Le style est limpide, simple, presque détaché. Pour exprimer et faire ressentir les sentiments de ses personnages, la romancière se contente le plus souvent d’exposer les petits gestes du quotidien, la banalité des sensations. Le passage des saisons et des années sur leur environnement, la couleur des arbres, de l’herbe, la description d’un vêtement, celle des mutations d’un quartier, etc. sont des indices laissés à dessein qui permettent au lecteur de se sentir proche d’eux, de s’y attacher, et d’avoir envie de les suivre jusqu’au bout de leur aventure personnelle et humaine. Jhumpa Lahiri joue en virtuose sur l’empathie. Elle ne juge pas ses créatures et accorde la même liberté au lecteur.
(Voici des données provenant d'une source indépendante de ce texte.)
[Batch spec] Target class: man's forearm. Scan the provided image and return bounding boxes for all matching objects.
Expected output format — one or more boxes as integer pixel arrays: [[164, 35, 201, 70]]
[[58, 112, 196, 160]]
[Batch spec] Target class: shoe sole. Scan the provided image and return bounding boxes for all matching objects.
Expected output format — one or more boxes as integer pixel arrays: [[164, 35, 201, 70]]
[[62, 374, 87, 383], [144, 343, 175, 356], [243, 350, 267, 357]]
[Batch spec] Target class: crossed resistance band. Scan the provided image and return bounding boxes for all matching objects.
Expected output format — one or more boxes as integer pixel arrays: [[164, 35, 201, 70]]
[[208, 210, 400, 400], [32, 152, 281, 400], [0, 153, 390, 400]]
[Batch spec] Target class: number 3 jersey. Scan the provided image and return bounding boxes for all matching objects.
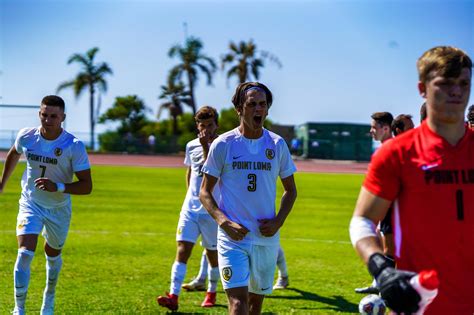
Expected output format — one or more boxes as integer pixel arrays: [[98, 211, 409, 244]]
[[203, 128, 296, 245], [15, 127, 90, 208], [364, 123, 474, 314]]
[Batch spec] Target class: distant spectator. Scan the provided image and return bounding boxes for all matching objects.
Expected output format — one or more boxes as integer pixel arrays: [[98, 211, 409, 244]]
[[392, 114, 415, 136], [370, 112, 393, 143], [290, 137, 301, 155]]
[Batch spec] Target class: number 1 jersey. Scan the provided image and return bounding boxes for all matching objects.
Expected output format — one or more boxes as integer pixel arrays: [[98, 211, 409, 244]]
[[15, 127, 90, 208], [364, 122, 474, 314]]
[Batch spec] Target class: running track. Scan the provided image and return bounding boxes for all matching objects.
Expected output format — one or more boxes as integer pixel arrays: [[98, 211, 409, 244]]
[[0, 151, 367, 174]]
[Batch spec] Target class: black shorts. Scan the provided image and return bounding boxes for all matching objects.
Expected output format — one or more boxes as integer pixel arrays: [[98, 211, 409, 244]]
[[380, 206, 393, 235]]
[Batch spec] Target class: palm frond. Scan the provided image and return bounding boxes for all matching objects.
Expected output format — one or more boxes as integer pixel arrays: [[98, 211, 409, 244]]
[[67, 54, 90, 67], [56, 80, 74, 93]]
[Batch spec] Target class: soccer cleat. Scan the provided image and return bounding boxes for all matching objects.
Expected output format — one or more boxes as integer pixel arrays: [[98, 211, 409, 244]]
[[201, 292, 216, 307], [181, 279, 206, 291], [354, 286, 379, 294], [273, 277, 290, 290], [156, 293, 178, 311], [40, 293, 54, 315]]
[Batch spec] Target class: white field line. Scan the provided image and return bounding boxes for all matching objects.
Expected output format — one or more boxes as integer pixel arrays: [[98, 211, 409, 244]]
[[0, 230, 351, 245]]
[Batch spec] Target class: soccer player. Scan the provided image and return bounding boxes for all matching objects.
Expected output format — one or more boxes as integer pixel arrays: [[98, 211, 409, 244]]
[[466, 105, 474, 129], [392, 114, 415, 137], [157, 106, 219, 311], [200, 82, 296, 314], [0, 95, 92, 314], [355, 112, 393, 294], [181, 251, 209, 291], [369, 112, 393, 143], [273, 245, 290, 290], [350, 46, 474, 315], [182, 246, 290, 291]]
Lorsqu’on abandonne à regret Subhash, Udayan, Gauri, Bela et les autres, au bout de 450 pages, on a l’impression d’avoir fait un voyage en compagnie d’amis, avec leurs qualités et leurs imperfections, et avec tout ce que cela comporte de joies, mais aussi parfois d’agacement.

Comme dans ses précédents livres, elle aborde avec pertinence dans Longues distances le sujet de l’exil et du déracinement, de l’identité. Le choix de Subhash de vivre à Rhode Island — qui est aussi la ville où Jhumpa Lahiri a grandi — et d’y refonder une famille, ne se fait pas sans sacrifices et sans douleurs. Son arrivée et ses premières années sur le campus d’une université étrangère, sa solitude, sa nostalgie d’un pays qu’il a pourtant choisi sciemment de quitter, sont décrites avec le ton juste et sans pathos. Les métamorphoses de Gauri pour se construire, se reconstruire, qui passent par des changements physiques radicaux, sont une autre manifestation de ce sentiment d’exil et de perte d’identité vécus par un personnage. Idem pour les réactions de Bela lorsqu’elle découvre, adolescente, pour la première fois, le pays de ses parents et ses coutumes étranges.

De son premier recueil de nouvelles à son avant-dernier roman, Sur une Terre étrangère, Jhumpa Lahiri abordait déjà ces thèmes qui la hantent. Elle, qui est née en Angleterre de parents indiens d’origine bengalie, a grandi aux USA, où elle vit aujourd’hui en compagnie de son époux mi-grec mi-guatémaltèque et de leurs deux enfants, rétorque lorsqu’on l’interroge : « Je n’ai jamais su répondre à la question, D’où êtes-vous ? ». Elle dit aussi : « Je me rends compte que j’ai assimilé de mes parents la sensation d’être perpétuellement en exil. »

Diplômée en littérature anglaise à la Columbia University de New York, elle est également titulaire d’un doctorat sur la Renaissance. Son recueil l’Interprète des maladies la situe dès 1999 dans la liste des meilleurs écrivains indo-américains et reçoit plusieurs prix prestigieux, dont le Pulitzer et le Pen-Hemingway. Son livre suivant, Un Nom pour un autre, a été adapté au cinéma par Mira Nair. Et elle est l’auteure de l’excellent scénario de plusieurs épisodes de la série En Analyse, dans laquelle un émigré, Sunil, joué par Irrfan Khan, s’invente une stratégie afin de retourner coûte que coûte en Inde.

Fiche bibliographique :

Titre : Longues distances
Auteur : Jhumpa Lahiri
Edition : Robert Laffont, Paris, collection Pavillons, 456 pages
Date de parution : 12 mars 2015
Traduction de l’anglais : Annick Le Goyat
Titre original : The Lowland, New York, 2013
ISBN : 978-2-221-11145-1


[1Le Naxalisme est un mouvement révolutionnaire maoïste violent né d’une révolte paysanne en 1967, dans le village de Naxalbari, près de la frontière népalaise. Eclaté en plusieurs groupes, il sévit toujours actuellement dans plusieurs états indiens. Dans les années 1970, les naxalites ont été à l’origine de plusieurs attentats et assassinats ciblés de représentants des forces de l’ordre.